Effets économiques liés à la qualité de détection de l’oestrus en troupeau bovin laitier.

H. SEEGERS (1), B. GRIMARD (2), D. BILLON (1)

(1) UMR ENVN-INRA Gestion de la Santé Animale, ENV Nantes, BP 40706, 44307 Nantes Cedex 03

(2) UMR INRA-ENVA Biologie du développement et de la Reproduction, ENV Alfort, 94704 Maisons-Alfort Cedex

INTRODUCTION

La médiocre efficacité de la détection des chaleurs est bien (peut-être trop) souvent invoquée pour expliquer les mauvais résultats de fécondité d’un troupeau Holstein, dans un contexte de baisse également intrinsèque des performances de reproduction (Royal et al., 2000). Les données de la littérature tendent à mettre en avant la plus faible expressivité de l’oestrus des vaches Holstein fortes productrices, avec donc plus de difficultés de détection (Disenhaus, 2004), ainsi que (bien sûr...) le défaut d’activité de surveillance elle-même.
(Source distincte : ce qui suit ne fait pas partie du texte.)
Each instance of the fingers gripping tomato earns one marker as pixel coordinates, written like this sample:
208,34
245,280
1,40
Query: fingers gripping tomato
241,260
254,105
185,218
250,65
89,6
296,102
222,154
Les 2 conditions (détectabilité de l’oestrus de la part des vaches, intensité de détection de la part de l’éleveur) conduisent à une sensibilité insuffisante de la détection effective d’ovulations fécondables. La spécificité (c’est à dire la proportion d’animaux considérés comme non en chaleurs chez ceux qui ne le sont effectivement pas) reste très probablement bien plus acceptable (Grimard et al., 2004), même si des situations avec problèmes de défaut de spécificité se rencontrent aussi quelquefois. L’étude propose une première exploration, par simulation, des conséquences zootechniques et économiques de 2 niveaux d’identification correcte (sensibilité) des ovulations fécondables, en relation avec des variations liées ou indépendantes de la fertilité dans le cas d’un troupeau laitier type.